This report by Co-SPACE, led by experts at the University of Oxford, shows that children and young people’s mental health has been negatively affected over the course of the Covid-19 pandemic. It shows that the behavioural, emotional and attentional difficulties of children changed considerably throughout the past year, increasing in times of national lockdown and decreasing as restrictions eased and schools reopened.
The study also highlights that children with SEN/ND and those from lower income households have been particularly vulnerable throughout the pandemic. Their parents or carers reported continuously elevated mental health symptoms with higher levels of behavioural, emotional, and attentional difficulties.
The Co-SPACE survey has been tracking children and young people’s mental health throughout the COVID-19 crisis. Survey results are helping researchers identify what protects children and young people from deteriorating mental health, over time, and at particular stress points, and how this may vary according to child and family characteristics. This will help to identify what advice, support and help parents would find most useful.

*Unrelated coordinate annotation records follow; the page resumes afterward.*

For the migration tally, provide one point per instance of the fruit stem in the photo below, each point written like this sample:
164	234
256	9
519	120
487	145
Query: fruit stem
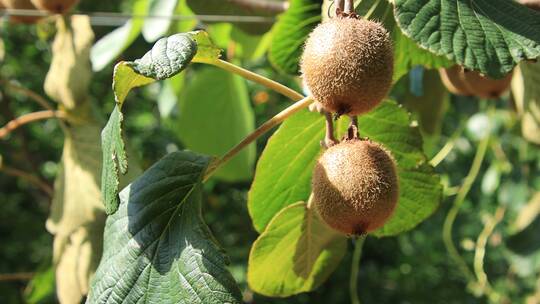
352	131
265	127
340	7
269	83
329	138
349	7
458	202
355	266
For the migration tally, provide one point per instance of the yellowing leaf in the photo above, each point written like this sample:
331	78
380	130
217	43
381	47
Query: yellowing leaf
70	72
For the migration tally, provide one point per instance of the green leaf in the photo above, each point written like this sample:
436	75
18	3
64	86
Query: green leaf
155	28
216	114
157	248
41	288
484	35
113	44
296	253
431	104
526	94
283	174
114	160
125	79
207	51
168	57
290	33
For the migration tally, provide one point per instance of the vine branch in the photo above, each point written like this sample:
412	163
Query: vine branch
28	118
271	84
265	127
458	202
480	252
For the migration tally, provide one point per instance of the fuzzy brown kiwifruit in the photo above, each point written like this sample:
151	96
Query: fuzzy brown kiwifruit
471	83
355	186
348	64
55	6
454	80
24	5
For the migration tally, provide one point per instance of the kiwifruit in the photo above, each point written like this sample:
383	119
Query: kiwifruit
471	83
348	64
21	4
55	6
454	80
355	186
533	4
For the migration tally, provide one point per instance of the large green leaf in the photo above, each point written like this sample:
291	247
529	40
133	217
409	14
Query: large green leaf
168	57
155	28
290	33
114	160
490	36
157	248
407	54
296	253
212	121
113	44
283	174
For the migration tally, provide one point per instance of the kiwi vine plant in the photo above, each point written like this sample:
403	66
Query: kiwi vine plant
270	151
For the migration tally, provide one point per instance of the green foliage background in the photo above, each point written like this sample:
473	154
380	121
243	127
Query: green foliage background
413	267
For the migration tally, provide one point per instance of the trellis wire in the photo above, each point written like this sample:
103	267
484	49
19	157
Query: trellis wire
118	19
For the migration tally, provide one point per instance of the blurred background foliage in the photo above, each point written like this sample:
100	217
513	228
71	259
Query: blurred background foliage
411	268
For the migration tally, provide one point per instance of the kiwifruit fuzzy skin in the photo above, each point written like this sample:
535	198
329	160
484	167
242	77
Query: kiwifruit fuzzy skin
21	4
55	6
454	80
348	64
485	87
355	186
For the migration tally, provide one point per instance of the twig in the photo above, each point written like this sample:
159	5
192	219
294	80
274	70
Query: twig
21	276
263	5
28	93
271	84
267	126
458	202
28	118
33	179
355	266
480	253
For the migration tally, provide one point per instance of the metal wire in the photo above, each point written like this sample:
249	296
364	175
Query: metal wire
118	19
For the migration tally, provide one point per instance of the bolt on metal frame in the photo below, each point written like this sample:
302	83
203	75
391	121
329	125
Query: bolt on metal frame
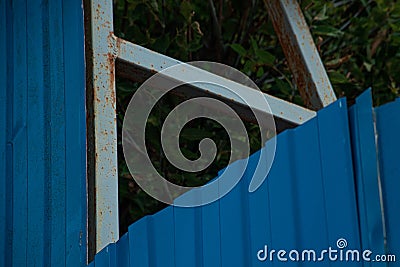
110	55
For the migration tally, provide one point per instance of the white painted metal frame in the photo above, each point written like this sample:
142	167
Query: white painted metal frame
106	48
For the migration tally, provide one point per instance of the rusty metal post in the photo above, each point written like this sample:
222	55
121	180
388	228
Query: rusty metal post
301	53
104	144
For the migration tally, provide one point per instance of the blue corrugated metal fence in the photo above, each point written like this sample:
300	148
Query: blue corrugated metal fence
323	187
42	134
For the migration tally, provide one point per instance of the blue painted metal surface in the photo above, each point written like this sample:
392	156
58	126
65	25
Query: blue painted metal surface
366	173
388	128
323	186
42	134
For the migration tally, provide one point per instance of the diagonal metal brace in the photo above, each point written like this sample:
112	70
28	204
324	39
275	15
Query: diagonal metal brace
301	53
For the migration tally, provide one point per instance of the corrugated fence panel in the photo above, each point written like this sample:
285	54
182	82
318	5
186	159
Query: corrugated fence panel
308	201
366	173
42	134
388	128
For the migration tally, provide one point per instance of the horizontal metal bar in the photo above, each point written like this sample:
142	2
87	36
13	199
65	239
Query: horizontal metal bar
301	53
152	62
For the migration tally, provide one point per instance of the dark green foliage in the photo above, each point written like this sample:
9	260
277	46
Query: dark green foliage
358	41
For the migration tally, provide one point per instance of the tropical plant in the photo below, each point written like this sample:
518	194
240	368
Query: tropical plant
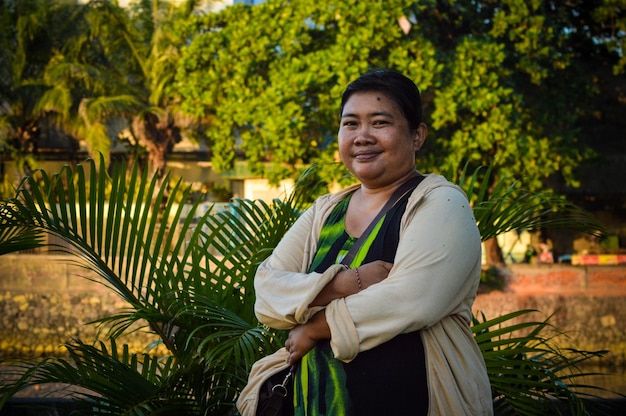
190	280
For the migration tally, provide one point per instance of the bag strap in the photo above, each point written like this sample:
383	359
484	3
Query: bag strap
398	194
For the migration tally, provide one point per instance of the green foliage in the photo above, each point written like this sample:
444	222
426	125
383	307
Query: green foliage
189	279
529	374
500	81
271	75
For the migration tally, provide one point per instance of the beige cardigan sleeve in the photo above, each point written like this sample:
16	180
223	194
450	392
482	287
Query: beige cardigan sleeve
283	287
434	275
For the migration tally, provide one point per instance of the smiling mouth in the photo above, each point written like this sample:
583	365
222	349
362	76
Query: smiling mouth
366	155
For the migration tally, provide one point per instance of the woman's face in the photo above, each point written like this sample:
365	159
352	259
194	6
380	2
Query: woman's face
375	140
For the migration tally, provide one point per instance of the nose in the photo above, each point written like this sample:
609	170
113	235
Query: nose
364	135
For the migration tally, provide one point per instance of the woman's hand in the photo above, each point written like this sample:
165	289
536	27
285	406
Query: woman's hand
302	338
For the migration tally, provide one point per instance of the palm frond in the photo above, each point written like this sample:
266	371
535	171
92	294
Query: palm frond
499	208
529	374
129	381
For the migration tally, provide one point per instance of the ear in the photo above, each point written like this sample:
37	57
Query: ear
420	136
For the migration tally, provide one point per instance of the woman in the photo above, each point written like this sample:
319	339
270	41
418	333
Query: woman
389	334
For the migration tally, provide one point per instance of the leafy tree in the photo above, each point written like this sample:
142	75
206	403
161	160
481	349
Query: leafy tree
30	32
505	84
271	75
200	295
118	67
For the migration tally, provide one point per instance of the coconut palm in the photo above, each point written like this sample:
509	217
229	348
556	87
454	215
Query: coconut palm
188	278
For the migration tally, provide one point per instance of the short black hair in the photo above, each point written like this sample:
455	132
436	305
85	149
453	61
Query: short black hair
401	89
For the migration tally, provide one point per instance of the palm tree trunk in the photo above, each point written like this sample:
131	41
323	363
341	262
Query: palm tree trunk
493	252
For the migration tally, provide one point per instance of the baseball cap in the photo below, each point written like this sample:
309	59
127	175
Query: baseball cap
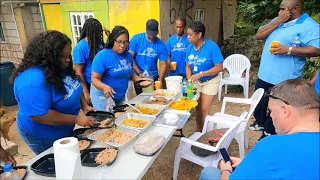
152	27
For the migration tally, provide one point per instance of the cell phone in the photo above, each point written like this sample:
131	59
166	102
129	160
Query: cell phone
226	156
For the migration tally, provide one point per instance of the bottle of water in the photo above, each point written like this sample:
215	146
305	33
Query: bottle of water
184	89
296	40
10	173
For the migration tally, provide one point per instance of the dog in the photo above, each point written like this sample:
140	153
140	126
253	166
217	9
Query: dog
5	125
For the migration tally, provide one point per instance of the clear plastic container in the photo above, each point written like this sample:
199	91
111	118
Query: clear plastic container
149	144
10	173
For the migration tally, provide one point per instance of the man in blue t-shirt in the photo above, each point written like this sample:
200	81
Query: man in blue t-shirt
177	46
294	153
298	35
147	48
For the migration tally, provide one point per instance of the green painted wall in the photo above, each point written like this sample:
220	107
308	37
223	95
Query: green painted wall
99	7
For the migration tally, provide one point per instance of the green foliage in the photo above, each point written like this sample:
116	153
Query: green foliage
310	67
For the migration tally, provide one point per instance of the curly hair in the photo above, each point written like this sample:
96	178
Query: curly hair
45	50
92	29
198	26
115	33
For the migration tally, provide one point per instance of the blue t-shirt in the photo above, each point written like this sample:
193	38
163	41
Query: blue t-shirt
204	59
116	70
317	83
277	68
291	156
35	97
177	49
148	53
81	54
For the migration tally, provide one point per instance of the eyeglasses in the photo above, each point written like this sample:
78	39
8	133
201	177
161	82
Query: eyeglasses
274	97
124	43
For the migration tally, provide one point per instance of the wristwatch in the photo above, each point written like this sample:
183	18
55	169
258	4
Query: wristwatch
290	50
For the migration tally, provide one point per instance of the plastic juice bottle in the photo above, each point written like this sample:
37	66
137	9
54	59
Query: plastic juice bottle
190	94
10	173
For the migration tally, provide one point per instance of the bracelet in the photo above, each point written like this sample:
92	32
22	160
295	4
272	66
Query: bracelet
225	170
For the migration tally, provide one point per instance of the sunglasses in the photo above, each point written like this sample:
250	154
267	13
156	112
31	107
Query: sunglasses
274	97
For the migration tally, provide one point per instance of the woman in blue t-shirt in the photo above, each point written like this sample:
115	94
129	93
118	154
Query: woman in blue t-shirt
90	43
112	70
48	92
203	64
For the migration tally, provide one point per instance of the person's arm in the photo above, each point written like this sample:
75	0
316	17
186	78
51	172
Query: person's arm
188	71
6	157
313	80
79	71
265	31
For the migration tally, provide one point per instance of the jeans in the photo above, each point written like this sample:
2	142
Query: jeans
260	113
210	173
99	101
35	144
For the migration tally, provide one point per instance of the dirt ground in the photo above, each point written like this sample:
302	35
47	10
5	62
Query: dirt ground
163	166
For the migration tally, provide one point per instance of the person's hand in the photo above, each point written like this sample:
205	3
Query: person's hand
195	77
82	120
235	161
6	157
279	49
225	165
87	97
283	16
108	91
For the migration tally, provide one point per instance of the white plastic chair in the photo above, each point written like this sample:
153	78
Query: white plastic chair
235	64
229	120
184	150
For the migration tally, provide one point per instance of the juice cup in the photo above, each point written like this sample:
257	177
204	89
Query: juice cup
157	84
273	43
173	66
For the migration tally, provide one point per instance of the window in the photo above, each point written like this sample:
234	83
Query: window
77	21
2	39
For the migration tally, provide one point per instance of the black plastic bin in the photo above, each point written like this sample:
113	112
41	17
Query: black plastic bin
6	88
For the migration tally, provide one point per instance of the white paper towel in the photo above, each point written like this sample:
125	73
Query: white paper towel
67	158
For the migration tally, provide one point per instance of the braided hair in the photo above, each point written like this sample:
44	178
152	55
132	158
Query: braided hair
198	26
115	33
45	50
92	29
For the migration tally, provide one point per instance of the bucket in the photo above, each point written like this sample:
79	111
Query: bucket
174	83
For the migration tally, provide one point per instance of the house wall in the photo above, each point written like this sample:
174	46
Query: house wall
133	14
10	49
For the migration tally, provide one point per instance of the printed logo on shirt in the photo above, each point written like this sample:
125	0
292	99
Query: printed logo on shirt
195	60
148	52
70	85
179	47
124	65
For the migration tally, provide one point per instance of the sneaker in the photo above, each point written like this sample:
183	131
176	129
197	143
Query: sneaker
255	127
264	134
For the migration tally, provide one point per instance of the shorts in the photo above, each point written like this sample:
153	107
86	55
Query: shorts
210	87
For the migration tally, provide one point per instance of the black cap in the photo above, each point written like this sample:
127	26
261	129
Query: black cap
152	27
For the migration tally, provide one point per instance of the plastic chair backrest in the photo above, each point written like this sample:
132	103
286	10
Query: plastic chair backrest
230	134
236	64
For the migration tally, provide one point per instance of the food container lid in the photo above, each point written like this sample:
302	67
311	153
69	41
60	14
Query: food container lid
149	144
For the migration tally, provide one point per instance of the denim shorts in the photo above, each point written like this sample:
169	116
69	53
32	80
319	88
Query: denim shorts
35	144
99	101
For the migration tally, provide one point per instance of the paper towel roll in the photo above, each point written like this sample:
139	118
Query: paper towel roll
67	158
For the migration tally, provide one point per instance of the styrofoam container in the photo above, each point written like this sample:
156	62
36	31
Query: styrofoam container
149	144
122	129
144	117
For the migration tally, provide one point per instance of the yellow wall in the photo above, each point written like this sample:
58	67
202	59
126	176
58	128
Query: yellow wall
133	14
52	14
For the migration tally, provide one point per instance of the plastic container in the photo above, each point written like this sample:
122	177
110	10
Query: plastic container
10	173
174	83
6	87
149	144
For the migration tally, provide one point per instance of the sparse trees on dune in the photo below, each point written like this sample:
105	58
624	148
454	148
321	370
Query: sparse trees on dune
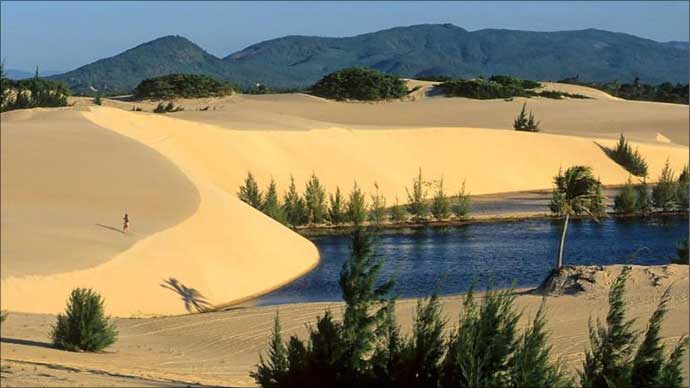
486	348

Children and Adolescent Mental Health
Throughout the first lockdown (March to June 2020), symptoms of behavioural and attentional difficulties consistently increased while symptoms of emotional difficulties remained relatively stable. As restrictions eased over the summer period, reported symptoms decreased and stabilised until December 2020. They then increased again in January 2021 when the new lockdown was introduced. Over the last month (February to March 2021), there was a sharp decrease in reported symptoms for all three subscales. Overall, parents/carers reported the highest level of symptoms of behavioural, emotional and attentional difficulties in June 2020 and February 2021.
Child age
On average (throughout the pandemic), parents/carers reported higher levels of symptoms of behavioural and attentional difficulties for primary (4-10 years old) compared to secondary (11-17 years old) school aged children. They reported similar levels of symptoms of emotional difficulties for both groups.